NMST539 | Lab Session 2

Multivariate Normal Distribution

LS 2017 | Thursday 02/03/17

Rmd file (UTF8 coding)

For the second NMST539 lab session we will discover some tools, available within the R software instalation, which are meant for working with the multivariate normal distribution.

The R-software is available for download from the website: https://www.r-project.org

A user-friendly interface (one of many): RStudio.

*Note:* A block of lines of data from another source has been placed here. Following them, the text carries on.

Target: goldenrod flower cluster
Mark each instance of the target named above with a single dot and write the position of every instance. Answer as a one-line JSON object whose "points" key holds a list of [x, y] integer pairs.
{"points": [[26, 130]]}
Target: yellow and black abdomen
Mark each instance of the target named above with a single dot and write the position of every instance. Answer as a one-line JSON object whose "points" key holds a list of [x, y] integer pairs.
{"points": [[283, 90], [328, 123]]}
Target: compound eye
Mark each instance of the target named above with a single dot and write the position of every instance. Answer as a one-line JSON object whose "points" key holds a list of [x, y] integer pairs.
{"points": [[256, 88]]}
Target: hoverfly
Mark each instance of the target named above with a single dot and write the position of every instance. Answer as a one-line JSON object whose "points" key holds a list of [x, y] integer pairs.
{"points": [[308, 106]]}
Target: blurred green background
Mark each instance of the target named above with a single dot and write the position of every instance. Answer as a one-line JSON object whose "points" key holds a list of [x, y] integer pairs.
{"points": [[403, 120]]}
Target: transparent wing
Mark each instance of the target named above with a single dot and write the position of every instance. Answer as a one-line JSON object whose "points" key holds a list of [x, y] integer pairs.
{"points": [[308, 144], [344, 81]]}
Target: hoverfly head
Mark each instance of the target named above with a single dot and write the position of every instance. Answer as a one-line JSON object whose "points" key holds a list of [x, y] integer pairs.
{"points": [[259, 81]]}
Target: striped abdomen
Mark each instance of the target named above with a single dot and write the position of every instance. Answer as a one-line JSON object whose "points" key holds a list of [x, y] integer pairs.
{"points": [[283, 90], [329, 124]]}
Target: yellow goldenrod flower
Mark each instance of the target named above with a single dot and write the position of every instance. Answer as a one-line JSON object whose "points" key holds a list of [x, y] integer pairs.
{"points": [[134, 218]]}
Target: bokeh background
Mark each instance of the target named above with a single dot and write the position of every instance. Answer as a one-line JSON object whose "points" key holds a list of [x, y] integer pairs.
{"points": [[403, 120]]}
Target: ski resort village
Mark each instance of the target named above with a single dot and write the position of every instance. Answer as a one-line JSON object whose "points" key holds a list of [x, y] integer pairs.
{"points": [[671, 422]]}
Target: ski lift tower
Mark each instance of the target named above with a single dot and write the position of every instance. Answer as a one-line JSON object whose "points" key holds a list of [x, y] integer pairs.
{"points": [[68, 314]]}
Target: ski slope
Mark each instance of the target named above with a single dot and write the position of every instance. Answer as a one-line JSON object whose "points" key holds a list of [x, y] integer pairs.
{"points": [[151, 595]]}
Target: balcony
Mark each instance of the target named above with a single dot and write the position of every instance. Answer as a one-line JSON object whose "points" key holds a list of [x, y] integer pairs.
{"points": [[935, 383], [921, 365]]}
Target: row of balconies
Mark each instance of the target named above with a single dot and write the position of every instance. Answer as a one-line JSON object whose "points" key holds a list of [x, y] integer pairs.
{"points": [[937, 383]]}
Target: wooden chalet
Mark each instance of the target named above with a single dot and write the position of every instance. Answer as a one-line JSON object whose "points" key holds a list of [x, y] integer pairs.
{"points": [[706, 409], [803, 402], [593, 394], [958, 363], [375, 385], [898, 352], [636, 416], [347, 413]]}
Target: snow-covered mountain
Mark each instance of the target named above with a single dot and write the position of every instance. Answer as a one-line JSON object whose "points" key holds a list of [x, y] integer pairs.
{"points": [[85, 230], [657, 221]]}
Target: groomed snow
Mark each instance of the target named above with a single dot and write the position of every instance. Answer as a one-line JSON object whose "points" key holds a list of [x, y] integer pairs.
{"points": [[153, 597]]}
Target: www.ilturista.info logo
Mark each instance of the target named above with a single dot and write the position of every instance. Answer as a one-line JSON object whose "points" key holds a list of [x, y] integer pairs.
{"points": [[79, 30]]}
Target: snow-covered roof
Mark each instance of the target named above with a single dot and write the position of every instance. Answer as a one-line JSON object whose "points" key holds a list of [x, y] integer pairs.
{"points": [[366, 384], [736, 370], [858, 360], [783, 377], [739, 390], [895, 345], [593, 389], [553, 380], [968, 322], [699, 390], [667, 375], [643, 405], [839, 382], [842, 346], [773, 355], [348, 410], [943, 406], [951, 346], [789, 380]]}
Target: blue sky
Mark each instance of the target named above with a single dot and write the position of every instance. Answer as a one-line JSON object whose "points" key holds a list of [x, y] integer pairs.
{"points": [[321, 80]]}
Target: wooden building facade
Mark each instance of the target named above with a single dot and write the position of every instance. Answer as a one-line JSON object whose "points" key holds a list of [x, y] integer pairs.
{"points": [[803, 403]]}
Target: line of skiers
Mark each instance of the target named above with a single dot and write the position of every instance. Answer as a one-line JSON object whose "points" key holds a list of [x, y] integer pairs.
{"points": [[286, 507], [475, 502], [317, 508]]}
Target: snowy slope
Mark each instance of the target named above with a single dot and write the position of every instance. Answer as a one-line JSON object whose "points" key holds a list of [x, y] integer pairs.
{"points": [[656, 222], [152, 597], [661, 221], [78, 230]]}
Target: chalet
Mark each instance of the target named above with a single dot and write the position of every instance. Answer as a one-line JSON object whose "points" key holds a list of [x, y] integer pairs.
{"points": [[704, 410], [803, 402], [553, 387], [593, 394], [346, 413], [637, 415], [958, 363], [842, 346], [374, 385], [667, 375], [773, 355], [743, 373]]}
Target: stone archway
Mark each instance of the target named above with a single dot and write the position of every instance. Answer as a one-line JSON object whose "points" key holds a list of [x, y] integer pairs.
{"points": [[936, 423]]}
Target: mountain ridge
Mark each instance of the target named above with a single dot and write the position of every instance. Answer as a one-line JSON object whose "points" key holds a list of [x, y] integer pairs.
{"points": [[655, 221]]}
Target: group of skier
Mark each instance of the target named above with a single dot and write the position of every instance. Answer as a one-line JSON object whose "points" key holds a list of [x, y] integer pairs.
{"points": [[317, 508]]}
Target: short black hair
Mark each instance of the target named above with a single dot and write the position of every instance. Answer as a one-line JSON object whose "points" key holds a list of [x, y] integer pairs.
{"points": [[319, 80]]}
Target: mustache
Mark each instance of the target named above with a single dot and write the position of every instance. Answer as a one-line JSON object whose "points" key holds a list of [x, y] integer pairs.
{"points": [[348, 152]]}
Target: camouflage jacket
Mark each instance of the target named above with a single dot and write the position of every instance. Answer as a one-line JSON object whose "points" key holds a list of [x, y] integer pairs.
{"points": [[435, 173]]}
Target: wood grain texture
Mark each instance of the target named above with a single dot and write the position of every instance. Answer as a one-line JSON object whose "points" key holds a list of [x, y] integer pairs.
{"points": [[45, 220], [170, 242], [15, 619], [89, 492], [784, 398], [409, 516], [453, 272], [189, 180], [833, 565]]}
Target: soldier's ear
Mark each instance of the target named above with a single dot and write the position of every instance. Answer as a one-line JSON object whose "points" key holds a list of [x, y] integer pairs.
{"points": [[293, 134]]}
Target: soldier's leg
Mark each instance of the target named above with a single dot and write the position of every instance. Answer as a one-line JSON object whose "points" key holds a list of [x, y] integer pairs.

Manuals and introduction into R (in Czech or English):

  • Bína, V., Komárek, A. a Komárková, L.: Jak na jazyk R. (PDF súbor)
  • Komárek, A.: Základy práce s R. (PDF súbor)
  • Kulich, M.: Velmi stručný úvod do R. (PDF súbor)
  • De Vries, A. a Meys, J.: R for Dummies. (ISBN-13: 978-1119055808)


R package ‘mvtnorm’

For the beginning, we need to make sure that the library for the multivariate normal distribution (mvtnorm) is loaded in the R working environment (use commad library("mvtnorm")). If the library can not be loaded we need to install it first by running the command install.packages("mvtnorm")

library("mvtnorm")

We can now use the loaded library to easily generate random values from some multivariate normal distribution with some pre-specified variance-covariance matrix \(\Sigma\).

For more details about the library (including the manual document) see the library website on R cran:
https://cran.r-project.org/web/packages/mvtnorm/index.html



Comment


It is useful to always keep in mind that everytime we are about to use some random generator in R (or any other software) it is good to predefine the initial values for the generator (in R there is a command called set.seed() to do the job). By doing so one makes sure that the obtained results are always all reconstructable and they can be easily verified.

For instance try (among each other) the command:

(sample <- rnorm(10))
##  [1] -0.7465914  1.5746143 -0.0272531  0.4167468  1.2033093  0.7232020
##  [7]  0.4029413  0.7172862  2.1043320  0.9213117

and compare it with the same commend, however, with the initial setting of the generator done by the set.seed(1234) command (any numerical value can be used as a parameter):

set.seed(1234)
(sample <- rnorm(10))
##  [1] -1.2070657  0.2774292  1.0844412 -2.3456977  0.4291247  0.5060559
##  [7] -0.5747400 -0.5466319 -0.5644520 -0.8900378
Is it clear, what is the difference between these two outputs?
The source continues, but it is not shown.